President Obama was asked to amend the health care law's requirement involving businesses by waiving it for a year. Republicans trying to repeal the law wanted at least that from him. He acquiesced, delaying the requirements until 2015 by executive order. Now he's being sued by the GOP-majority House for sidestepping the law, which Republicans want to repeal anyway.
In other words, House Speaker John Boehner is filing this suit on behalf of the full House of Representatives - over the objections of House Democrats, who don't want have anything to do with such a lawsuit, and five Republicans, who opposed the suit not because they thought it was frivolous but because they don't think it goes far enough - and the President is being sued for giving GOP-friendly interests what they wanted.
If President Obama tries to handle by the crisis of Central American children entering the country illegally via Mexico - an issue the Republicans have proven to be incapable of handling even as a law enforcement, rather than a humanitarian issue - the Republican House will impeach him for overstepping his authority with executive orders. On the other hand, they're demanding that they do something about the border crisis by . . . executive order.
Ri-i-i-i-i-ght . . .
The President thinks he can score political points for the Democrats in the congressional midterms by exposing the Republicans as a party in disarray that can't do anything. Oh no, he won't.

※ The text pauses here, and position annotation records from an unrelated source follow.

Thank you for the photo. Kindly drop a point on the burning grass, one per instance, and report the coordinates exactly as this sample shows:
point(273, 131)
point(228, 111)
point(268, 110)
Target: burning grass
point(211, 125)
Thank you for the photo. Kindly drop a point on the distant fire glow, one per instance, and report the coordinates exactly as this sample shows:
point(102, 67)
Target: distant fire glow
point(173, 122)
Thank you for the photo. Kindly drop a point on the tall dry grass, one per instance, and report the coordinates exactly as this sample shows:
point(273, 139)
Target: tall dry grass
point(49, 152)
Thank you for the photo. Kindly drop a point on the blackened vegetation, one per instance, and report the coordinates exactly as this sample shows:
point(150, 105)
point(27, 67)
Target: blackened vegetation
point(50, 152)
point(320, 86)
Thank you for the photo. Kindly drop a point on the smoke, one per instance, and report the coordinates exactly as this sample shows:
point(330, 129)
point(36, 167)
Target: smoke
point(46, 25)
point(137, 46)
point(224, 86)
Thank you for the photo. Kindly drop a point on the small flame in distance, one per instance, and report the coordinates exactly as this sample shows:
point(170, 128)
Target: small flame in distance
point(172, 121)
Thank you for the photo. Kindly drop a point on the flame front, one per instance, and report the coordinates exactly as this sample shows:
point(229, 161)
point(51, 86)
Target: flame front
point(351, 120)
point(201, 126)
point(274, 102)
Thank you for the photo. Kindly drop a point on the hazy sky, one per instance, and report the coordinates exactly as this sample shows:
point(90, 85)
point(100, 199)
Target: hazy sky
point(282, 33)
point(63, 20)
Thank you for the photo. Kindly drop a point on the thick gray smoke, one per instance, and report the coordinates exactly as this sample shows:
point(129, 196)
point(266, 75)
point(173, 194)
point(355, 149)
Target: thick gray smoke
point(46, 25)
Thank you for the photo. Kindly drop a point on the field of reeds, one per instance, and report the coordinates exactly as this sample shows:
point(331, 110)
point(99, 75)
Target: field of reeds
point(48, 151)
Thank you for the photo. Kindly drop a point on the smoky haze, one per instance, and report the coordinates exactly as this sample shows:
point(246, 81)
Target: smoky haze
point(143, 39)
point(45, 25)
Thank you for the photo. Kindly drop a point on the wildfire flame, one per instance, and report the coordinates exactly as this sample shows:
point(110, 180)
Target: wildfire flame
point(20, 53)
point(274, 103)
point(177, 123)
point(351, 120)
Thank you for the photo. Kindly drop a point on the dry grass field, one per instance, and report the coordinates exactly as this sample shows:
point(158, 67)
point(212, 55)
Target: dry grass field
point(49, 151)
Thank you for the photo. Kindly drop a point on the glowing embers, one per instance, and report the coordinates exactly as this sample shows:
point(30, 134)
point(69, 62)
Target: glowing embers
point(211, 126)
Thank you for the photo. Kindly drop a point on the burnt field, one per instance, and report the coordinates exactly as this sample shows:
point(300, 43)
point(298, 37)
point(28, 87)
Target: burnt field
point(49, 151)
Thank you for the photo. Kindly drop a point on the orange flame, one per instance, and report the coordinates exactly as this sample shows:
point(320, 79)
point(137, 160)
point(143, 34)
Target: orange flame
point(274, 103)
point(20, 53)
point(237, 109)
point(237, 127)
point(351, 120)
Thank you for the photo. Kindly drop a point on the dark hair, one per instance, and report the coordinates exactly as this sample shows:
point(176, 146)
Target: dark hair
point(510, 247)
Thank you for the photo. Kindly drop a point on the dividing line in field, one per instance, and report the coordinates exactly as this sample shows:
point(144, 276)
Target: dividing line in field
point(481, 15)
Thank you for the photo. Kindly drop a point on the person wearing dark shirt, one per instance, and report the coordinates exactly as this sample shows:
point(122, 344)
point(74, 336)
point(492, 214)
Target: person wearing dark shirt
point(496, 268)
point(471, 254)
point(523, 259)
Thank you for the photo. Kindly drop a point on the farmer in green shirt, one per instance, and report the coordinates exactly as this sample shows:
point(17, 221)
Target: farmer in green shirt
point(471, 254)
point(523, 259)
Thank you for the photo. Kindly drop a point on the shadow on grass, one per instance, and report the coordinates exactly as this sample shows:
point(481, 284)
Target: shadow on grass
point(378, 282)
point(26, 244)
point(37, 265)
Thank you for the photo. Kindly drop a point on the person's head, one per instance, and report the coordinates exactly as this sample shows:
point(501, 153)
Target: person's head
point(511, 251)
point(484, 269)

The President's popularity remains stuck in the low forties, it's even lower in states where Democratic Senate incumbents and challengers are trying to get traction in this year's U.S. Senate races, and the House is so gerrymandered in favor of the GOP that the Democrats don't have a realistic shot of regaining the majority in that chamber or even expanding their minority until after the 2020 census. And maybe not even then. The Republicans are very well aware of what they're doing as they pull every trick in the book to ensure that they keep the House, regain ,the Senate, and eventually take the Presidency, subsequently consolidating their power and staying in control of Washington until . . . the end of time.
Which could be within the next decade.
If Boehner can sue the President over executive orders, can the American people sue him for congressional disorder?